Por último, debemos reconocer que cualquier transición hacia una economía más sostenible debe ser justa e inclusiva. No podemos pedir a quienes ya luchan por llegar a fin de mes que hagan más sacrificios. Las políticas de sostenibilidad deben ir de la mano de medidas para reducir la desigualdad y garantizar oportunidades económicas para todos.

Pero no todo es política. Tres grandes tendencias principales están impulsando esta transformación: la transición hacia una economía de servicios, la revolución digital y el avance de las energías renovables.

La transición hacia una economía de servicios está redefiniendo el “crecimiento”. Mientras que antes el crecimiento económico estaba ligado principalmente a la producción y consumo de bienes físicos, hoy una parte creciente del PIB proviene de servicios con menor huella de carbono. Las plataformas de streaming, entre otras realidades, ejemplifican este cambio: millones pueden disfrutar del mismo contenido sin un aumento proporcional, sino menos que proporcional, en el consumo de recursos o emisiones. Por esto, la revolución digital permite una “desmaterialización” de nuestras vidas, desde libros electrónicos hasta videoconferencias, satisfaciendo necesidades con menor impacto ambiental. Esta transformación no solo está cambiando cómo trabajamos y nos comunicamos, sino que también está creando nuevas formas de valor económico que no dependen del consumo intensivo de recursos naturales, o al menos con la misma intensidad que antes.

Además, el avance de las energías renovables transforma nuestro mix energético, lo que ayuda a este desacoplamiento. Países como España demuestran que es posible mantener el crecimiento económico reduciendo la dependencia de combustibles fósiles. La caída en los costes de la energía solar y eólica está acelerando esta transición, haciendo que el crecimiento “verde” sea cada vez más una realidad tangible y no solo una aspiración lejana. Un informe del Banco de España de esta semana pasada ya nos indica que nuestra factura energética cayó significativamente en 2023 gracias al mayor uso de renovables. Y con ello las emisiones. Sin afectar al crecimiento, más bien al revés: transitar a lo renovable implica crecer.

Junto a todos los “peros” que al decrecimiento se le puede hacer existe, además, un sustento teórico del mismo que no existe. Es más, del decrecimiento solo podemos decir que es una amalgama de opiniones y propuestas sin fundamento en evidencias que los respalden. En un estudio reciente en Ecological Economics, analizando 561 artículos, sus autores, Savin y van den Bergh, encuentran que casi el 90% de estos estudios se basan en opiniones más que en análisis rigurosos, con pocos utilizando modelos formales o datos robustos.

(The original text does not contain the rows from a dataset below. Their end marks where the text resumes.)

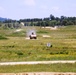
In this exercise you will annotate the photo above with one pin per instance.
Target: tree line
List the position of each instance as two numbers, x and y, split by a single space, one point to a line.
48 21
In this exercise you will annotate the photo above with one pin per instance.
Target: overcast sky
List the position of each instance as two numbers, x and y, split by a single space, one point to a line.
20 9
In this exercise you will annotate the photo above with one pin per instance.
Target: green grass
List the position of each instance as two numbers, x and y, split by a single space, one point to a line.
17 48
39 68
2 37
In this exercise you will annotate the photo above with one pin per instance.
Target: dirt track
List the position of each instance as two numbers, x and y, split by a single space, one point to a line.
40 73
37 62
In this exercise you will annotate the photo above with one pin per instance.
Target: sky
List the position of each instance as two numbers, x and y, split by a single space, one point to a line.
23 9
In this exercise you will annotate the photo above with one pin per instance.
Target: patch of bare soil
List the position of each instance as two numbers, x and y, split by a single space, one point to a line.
40 73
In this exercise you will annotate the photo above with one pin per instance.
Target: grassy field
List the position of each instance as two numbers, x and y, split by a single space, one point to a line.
39 68
18 48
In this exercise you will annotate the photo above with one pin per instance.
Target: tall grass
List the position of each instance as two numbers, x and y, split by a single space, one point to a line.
18 48
39 68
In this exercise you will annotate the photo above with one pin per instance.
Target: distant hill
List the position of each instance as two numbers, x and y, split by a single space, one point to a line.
3 19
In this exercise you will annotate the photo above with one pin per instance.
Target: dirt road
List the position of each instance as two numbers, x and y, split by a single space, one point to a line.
37 62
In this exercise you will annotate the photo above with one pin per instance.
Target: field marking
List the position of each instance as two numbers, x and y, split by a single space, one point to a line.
37 62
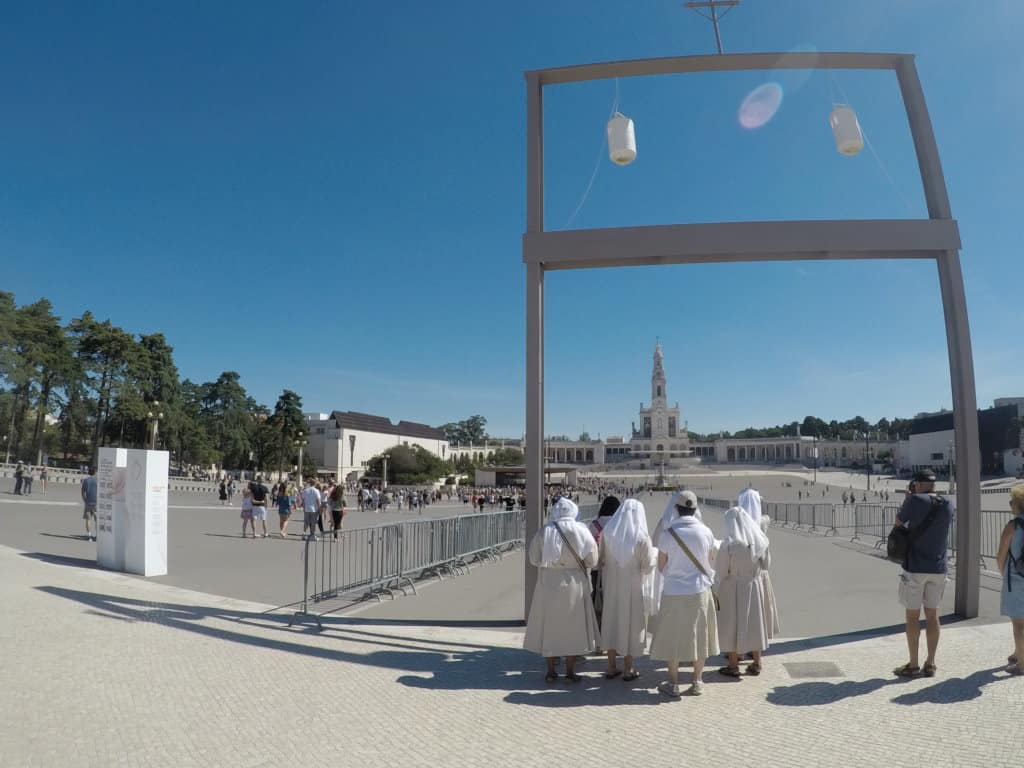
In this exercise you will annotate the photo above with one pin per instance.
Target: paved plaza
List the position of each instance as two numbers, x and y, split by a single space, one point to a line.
105 670
199 669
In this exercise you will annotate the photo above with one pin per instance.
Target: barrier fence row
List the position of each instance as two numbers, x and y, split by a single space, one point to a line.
386 559
862 520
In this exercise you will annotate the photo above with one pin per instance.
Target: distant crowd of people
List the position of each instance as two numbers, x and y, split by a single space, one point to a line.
25 476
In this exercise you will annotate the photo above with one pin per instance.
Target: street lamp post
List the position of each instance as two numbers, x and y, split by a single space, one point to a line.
154 418
815 458
300 443
867 458
952 468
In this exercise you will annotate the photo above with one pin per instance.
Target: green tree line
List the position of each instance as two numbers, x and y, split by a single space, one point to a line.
69 388
812 426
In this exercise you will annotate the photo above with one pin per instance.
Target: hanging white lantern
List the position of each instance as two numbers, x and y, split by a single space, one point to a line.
622 140
846 129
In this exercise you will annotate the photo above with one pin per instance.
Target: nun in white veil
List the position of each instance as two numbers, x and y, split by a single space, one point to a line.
750 500
628 561
742 616
561 619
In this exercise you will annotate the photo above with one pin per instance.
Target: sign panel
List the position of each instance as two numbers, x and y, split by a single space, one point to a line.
131 514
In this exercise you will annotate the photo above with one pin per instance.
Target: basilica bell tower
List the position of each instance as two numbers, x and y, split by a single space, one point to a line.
658 398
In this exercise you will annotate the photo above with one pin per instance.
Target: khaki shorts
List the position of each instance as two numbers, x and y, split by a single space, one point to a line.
921 589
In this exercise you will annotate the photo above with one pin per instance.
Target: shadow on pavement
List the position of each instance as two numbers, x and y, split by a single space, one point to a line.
77 562
954 689
464 668
74 538
820 693
810 643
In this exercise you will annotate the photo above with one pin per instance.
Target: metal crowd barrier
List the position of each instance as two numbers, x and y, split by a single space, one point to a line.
386 559
875 520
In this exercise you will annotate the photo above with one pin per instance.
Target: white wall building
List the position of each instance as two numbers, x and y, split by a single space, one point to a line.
343 441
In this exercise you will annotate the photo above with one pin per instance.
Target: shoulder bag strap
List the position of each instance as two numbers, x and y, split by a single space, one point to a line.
915 534
579 559
696 562
693 559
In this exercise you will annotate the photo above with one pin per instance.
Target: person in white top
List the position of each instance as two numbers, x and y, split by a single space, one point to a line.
311 506
687 624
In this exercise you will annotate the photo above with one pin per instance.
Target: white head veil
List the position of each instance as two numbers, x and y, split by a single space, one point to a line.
628 525
740 528
671 513
563 513
750 500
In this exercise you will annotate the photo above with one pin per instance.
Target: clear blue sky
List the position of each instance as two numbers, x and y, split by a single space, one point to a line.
329 198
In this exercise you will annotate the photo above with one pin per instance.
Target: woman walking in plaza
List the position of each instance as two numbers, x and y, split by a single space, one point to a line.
628 562
284 504
337 500
742 620
561 619
687 626
1011 561
247 512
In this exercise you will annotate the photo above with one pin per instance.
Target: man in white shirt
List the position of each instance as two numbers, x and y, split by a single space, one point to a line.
310 507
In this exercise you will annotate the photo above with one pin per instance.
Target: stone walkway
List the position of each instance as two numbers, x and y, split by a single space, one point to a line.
104 670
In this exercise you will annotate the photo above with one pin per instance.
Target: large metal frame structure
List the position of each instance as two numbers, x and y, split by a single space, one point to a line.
936 238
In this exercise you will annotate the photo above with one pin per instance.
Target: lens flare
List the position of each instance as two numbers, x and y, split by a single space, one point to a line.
760 105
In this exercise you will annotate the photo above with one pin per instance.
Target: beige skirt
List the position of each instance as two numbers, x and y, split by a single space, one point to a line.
687 629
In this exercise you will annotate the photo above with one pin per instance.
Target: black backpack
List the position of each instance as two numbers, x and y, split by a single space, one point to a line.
901 539
1016 563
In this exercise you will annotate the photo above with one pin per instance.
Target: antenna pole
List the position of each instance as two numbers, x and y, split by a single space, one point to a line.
713 6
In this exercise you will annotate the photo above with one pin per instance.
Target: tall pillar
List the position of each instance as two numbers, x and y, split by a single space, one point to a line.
535 330
958 344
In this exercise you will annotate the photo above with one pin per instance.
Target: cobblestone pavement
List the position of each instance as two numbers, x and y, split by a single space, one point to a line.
104 670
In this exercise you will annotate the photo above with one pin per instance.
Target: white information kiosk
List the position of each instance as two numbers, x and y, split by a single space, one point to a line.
131 510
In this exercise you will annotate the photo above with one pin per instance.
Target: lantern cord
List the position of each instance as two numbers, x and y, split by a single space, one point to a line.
597 164
867 142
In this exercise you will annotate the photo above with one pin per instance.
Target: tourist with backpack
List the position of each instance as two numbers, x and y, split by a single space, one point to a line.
608 508
923 522
1011 562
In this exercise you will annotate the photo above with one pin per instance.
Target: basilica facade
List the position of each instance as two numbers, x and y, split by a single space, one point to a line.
662 434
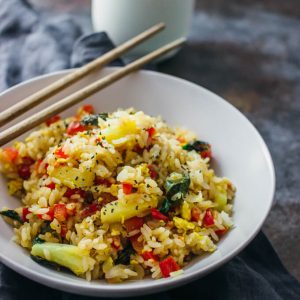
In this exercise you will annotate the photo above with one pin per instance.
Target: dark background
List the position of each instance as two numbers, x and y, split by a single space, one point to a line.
247 51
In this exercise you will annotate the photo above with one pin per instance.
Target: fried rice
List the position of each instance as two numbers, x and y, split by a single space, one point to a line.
115 196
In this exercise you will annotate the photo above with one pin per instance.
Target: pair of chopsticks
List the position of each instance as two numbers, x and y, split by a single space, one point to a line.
65 103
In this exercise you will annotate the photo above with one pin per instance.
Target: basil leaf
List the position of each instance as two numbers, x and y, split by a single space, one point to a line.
124 255
165 207
177 186
12 215
93 119
198 146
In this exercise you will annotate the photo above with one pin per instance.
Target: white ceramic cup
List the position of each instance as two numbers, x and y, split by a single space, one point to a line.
123 19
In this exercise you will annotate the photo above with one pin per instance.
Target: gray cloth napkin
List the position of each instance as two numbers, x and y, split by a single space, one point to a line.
31 46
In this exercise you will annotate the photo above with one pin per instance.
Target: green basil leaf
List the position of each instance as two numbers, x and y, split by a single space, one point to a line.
177 186
12 215
124 255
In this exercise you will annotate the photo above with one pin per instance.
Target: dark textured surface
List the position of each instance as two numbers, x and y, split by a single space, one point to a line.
249 54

No existe, pues, rigor metodológico para un campo que pretende resolver problemas complejos como el cambio climático. Muchos estudios usan muestras pequeñas no representativas o casos específicos difícilmente generalizables. Además, los estudios de decrecimiento prestan poca atención a la literatura existente sobre políticas ambientales, resultando en recomendaciones ad hoc desconectadas de décadas de investigación.

Paradójicamente, los pocos estudios que analizan el apoyo público concluyen que estas estrategias son social y políticamente inviables. Si el decrecimiento surge como respuesta a la falta de apoyo a políticas ambientales ambiciosas, ¿cómo espera lograr apoyo para medidas aún más radicales?

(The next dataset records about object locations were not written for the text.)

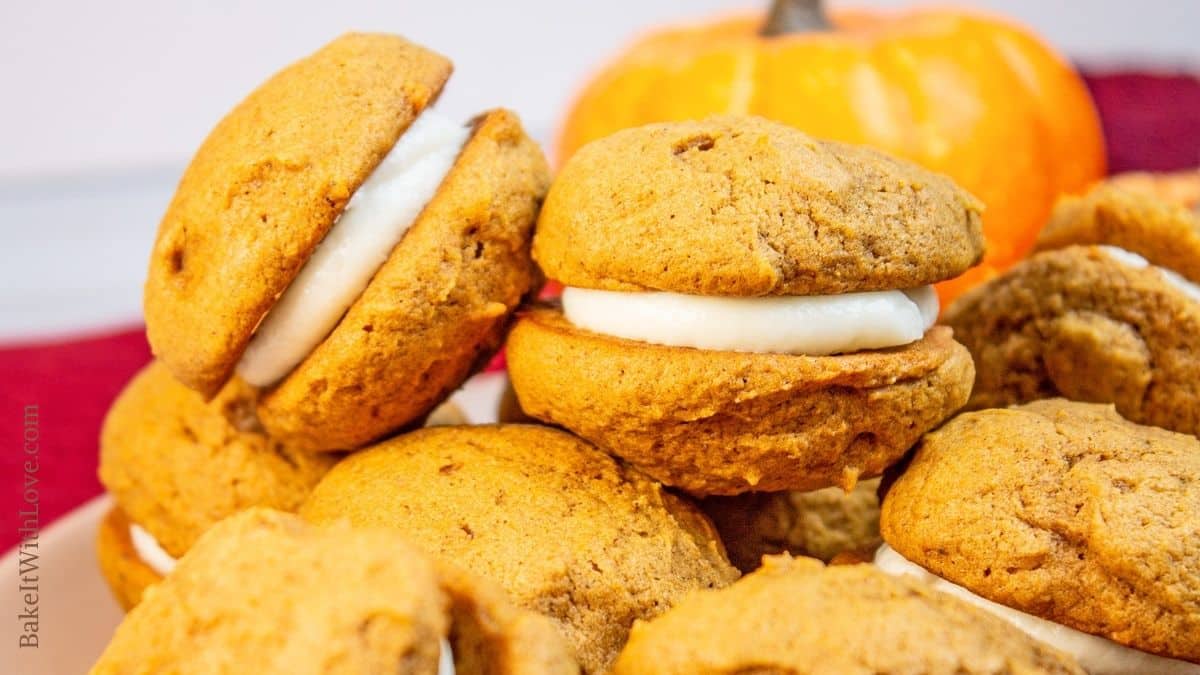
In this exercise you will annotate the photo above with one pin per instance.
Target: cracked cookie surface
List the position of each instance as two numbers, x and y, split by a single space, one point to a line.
724 423
1063 511
562 526
177 464
801 616
1078 323
255 595
1151 216
742 205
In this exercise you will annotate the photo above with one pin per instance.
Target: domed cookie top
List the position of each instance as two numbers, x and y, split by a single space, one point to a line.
255 595
1063 511
562 526
741 205
801 616
177 464
267 185
1138 214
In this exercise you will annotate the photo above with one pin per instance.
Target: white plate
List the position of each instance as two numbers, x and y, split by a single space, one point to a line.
77 613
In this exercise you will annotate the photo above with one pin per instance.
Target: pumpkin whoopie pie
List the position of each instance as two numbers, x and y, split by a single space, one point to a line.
821 524
1108 310
267 592
557 523
745 308
799 616
1071 521
345 248
177 464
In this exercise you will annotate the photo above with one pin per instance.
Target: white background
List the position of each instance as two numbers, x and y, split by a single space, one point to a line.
103 102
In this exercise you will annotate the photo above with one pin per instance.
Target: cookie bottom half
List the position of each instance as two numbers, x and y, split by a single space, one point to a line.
725 423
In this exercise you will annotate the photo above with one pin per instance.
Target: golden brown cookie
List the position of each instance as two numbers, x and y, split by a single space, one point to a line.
564 529
387 611
509 408
819 524
123 568
435 312
742 205
1075 322
177 464
271 181
723 423
1131 213
1063 511
801 616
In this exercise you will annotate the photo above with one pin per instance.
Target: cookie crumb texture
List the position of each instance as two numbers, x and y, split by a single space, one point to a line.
1077 323
725 423
263 592
267 592
177 464
742 205
1152 216
564 529
801 616
268 184
819 524
1063 511
437 309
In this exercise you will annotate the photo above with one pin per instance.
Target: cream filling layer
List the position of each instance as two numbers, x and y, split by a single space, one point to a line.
1133 260
789 324
150 551
1097 655
375 220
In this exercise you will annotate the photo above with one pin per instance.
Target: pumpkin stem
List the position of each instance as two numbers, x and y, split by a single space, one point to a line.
795 16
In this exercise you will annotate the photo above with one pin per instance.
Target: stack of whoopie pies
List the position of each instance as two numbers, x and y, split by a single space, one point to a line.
748 329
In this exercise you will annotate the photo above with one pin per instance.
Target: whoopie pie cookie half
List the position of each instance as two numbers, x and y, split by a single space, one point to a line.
345 248
177 464
1066 519
745 308
563 527
796 615
264 591
1107 310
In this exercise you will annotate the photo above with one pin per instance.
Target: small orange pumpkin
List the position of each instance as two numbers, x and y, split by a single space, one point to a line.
971 96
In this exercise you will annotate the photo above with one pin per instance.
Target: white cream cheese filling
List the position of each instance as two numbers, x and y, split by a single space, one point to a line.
1133 260
150 551
789 324
375 220
1097 655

Así pues, la solución puede estar en un crecimiento más inteligente y sostenible, no en el decrecimiento. Necesitamos políticas que aceleren la transición a energías limpias, fomenten la innovación en tecnologías verdes y promuevan modelos de negocio circulares y sostenibles. El debate no debería ser entre crecimiento y decrecimiento, sino sobre qué tipo de crecimiento queremos y cómo hacerlo sostenible.